Pero hace siglos ya que nadie ha visto la vieja tumba. Algo semejante pasó con la tumba de San Pablo, en la via Ostiense, donde también Constantino había hecho construir la basílica de San Pablo extramuros.
Tanto, que los protestantes, para oponerse al papado, empiezan afirmar que Pedro no había muerto en Roma y menos aún estaba allí enterrado. La crítica masónica y racionalista también ataca la verosimilitud del hecho y sostiene que todo es una leyenda, un invento para legitimar las pretensiones papales.
En el año 1939, el Papa Pío XII, apenas elegido, ordena que se comiencen a hacer investigaciones *arquelógicas. Se inician las excavaciones, se llega al nivel de la primera basílica y, cuando se empieza a cavar más abajo, los ojos asombrados de los investigadores van descubriendo poco a poco la antigua necrópolis romana, intacta, con sus esculturas, pinturas y espléndidos mosaicos, una especie de ruinas de Pompeya debajo de la basílica. También se descubre parte del viejo circo. El obelisco egipcio, testigo de la muerte de Simón bar Jona, sin saber muy bien lo que era, ya había sido elevado en el siglo XVI, en el centro de la plaza de San Pedro, donde todavía está allí, sosteniendo en su cúspide un relicario hermético con una astilla de la santa Cruz.
Cuando hacia 1950 se llega finalmente a lo más bajo del eje del altar, con alguna decepción, se encuentra la vieja tumba de tierra, pero vacía. Sin embargo, puestos a luz, la pared colorada y los muros blancos llenos de inscripciones antiquísimas con invocaciones a Pedro, hacen indudable que, al menos desde el siglo segundo, aquel lugar había sido venerado como la tumba de Simón. Y así, con gran ira del protestantismo de la época, lo anuncia Pio XII emocionado en la navidad del año 1950.

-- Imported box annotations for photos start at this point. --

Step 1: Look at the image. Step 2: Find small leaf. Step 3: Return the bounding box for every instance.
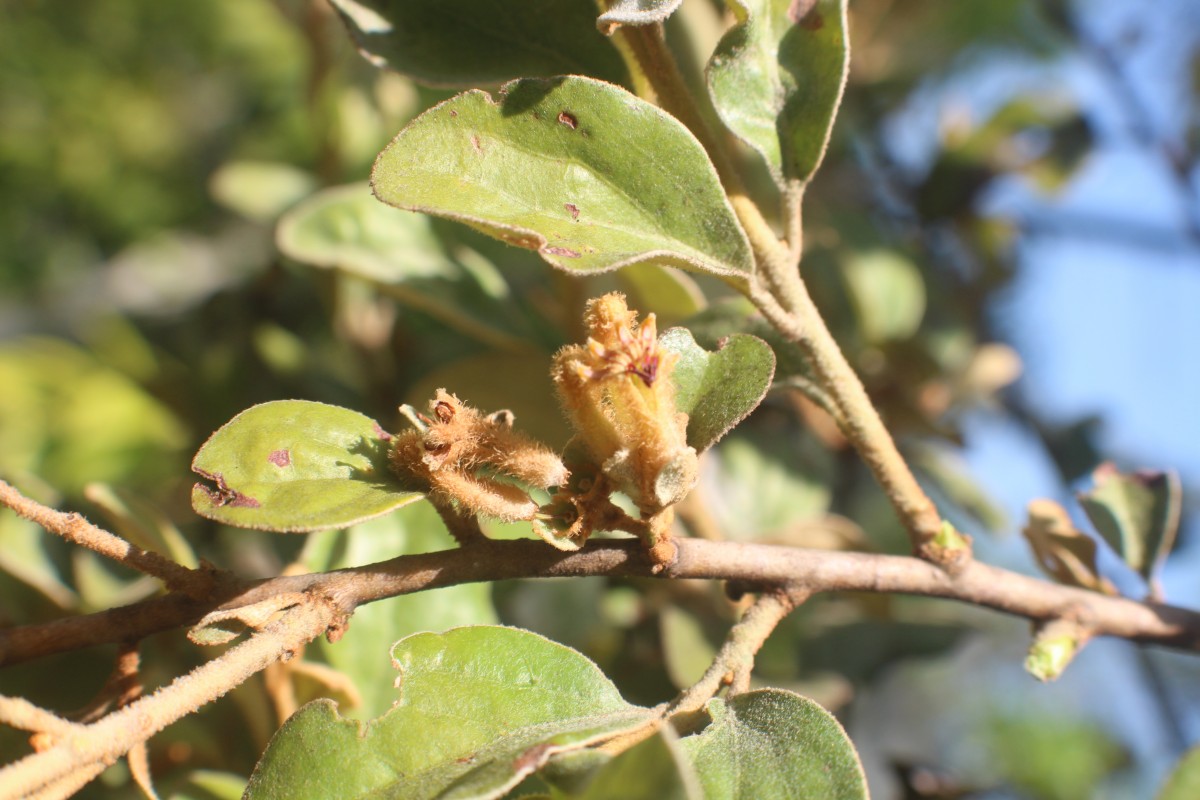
[679,688,868,800]
[1156,747,1200,800]
[708,0,850,186]
[192,401,424,533]
[596,0,683,36]
[209,161,317,222]
[1021,500,1117,595]
[331,0,626,86]
[372,77,754,282]
[560,728,704,800]
[1079,463,1182,587]
[659,327,775,452]
[246,626,653,799]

Una de las arqueólogas, tozuda, la Professoressa Margheritta Guarducci, obtiene de Pio XII la autorización para continuar las investigaciones. Descubre una inscripción sobre el muro colorado, allí donde se une a uno de los blancos perpendiculares, que dice "Petros ení" y del cual muy bien no se sabe que quiere decir, hasta que descubre, por medio de un especialista en latín antiguo, que "ení" es la contracción de 'enesti" que se traduce, 'está aquí', adentro. Petros ení, Pedro está aquí, adentro.
Pero ¿dónde?
Ese año de l953, un viejo obrero del Vaticano le confía a la Guarducci que en 1941, en una previa excavación cuando se trataba de encontrar lugar para enterrar a Pio XI, se había llegado al muro blanco y se había extraído del lóculo una serie de huesos que depositados en una caja de madera se conservaban en un depósito del Vaticano. Al principio la Guarducci no da mucha importancia a ese dato, porque estaba ocupada en descifrar otras inscripciones que marcaban el lugar como innegablemente el de la sepultura de Pedro. Pero, en 1963, se acuerda de lo del obrero, busca en los depósitos la caja de madera y encarga al antropólogo Venerando Correnti, de la Universidad de Palermo, que estudie esos restos. En junio de ese año Correnti entrega sus primeras conclusiones: los restos óseos pertenecen todos a un mismo individuo, de sexo masculino, robusto, de un metro 65 cm de altura, muerto entre los sesenta y los setenta años. En el año 1964 se prosigue el análisis y se encuentra que los huesos están incrustados de tierra idéntica a la de la tumba debajo del trofeo y de restos de tejido púrpura con vestigios de oro, que daban prueba del valor que atribuían a esos despojos los que los enterraron. La Guarducci comunica la novedad a Pablo VI, que la recibe sentido: "No sabe Vd Profesora la alegría que me da". Y se propone *anunciarlo solemnemente en la cuaresma del 1964. Pero estamos en pleno concilio. Y es disuadido por sus consejeros, "no es oportuno", "podría herirse la sensibilidad de los protestantes y despertar inútiles polémicas".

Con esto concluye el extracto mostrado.